REFERENDUM: ECCO PERCHÉ IL “TAGLIO DELLA RAPPRESENTANZA” È UNA FAVOLETTA

La riduzione del numero di parlamentari è una riforma della costituzione di buon senso: chi ha vissuto di politica e non vuole perdere l’opportunità di continuare a farlo sostiene che “ci sarà una riduzione della rappresentanza a livello regionale”.

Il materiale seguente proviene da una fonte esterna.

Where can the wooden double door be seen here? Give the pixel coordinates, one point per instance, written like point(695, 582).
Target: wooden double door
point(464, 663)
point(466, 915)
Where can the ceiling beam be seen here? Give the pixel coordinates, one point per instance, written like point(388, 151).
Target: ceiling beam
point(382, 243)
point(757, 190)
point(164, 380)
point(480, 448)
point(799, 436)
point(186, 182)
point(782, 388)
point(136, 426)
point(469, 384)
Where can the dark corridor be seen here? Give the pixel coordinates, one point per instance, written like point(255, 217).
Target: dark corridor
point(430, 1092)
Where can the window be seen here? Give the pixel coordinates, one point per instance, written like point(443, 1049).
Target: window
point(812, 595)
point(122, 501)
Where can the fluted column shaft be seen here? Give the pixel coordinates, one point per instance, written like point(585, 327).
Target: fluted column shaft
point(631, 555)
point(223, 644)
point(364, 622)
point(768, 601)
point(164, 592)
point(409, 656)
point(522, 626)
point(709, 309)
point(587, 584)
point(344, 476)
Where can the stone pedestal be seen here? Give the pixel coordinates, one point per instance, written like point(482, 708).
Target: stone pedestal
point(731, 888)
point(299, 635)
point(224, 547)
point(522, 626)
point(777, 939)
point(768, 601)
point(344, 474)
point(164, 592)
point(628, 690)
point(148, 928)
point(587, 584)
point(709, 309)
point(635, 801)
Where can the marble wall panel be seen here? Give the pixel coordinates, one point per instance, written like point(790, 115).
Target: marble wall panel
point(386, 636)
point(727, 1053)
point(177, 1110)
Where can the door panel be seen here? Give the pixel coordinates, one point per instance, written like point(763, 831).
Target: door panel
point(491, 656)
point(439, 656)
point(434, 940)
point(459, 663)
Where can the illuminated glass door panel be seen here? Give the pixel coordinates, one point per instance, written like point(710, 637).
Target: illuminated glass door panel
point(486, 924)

Il concetto di “rappresentanza regionale” o comunque locale non è contemplato dalla Costituzione in relazione agli eletti alle Camere: l’articolo 67 recita che “ogni membro del Parlamento rappresenta la Nazione ed esercita le sue funzioni senza vincolo di mandato”.

La vera rappresentanza dei territori è in capo agli enti locali e alla loro capacità di interlocuzione con le istituzioni “centrali”, che invece devono essere efficienti e in grado di farsi carico delle istanze territoriali e contemperarle tra loro, rappresentando così effettivamente l’interesse generale.

Una ragione in più per andare tutti a votare Sì domenica 20 e lunedì 21 settembre, non solo per ridurre poltrone e privilegi, ma per tutelare e promuovere efficacemente i diritti.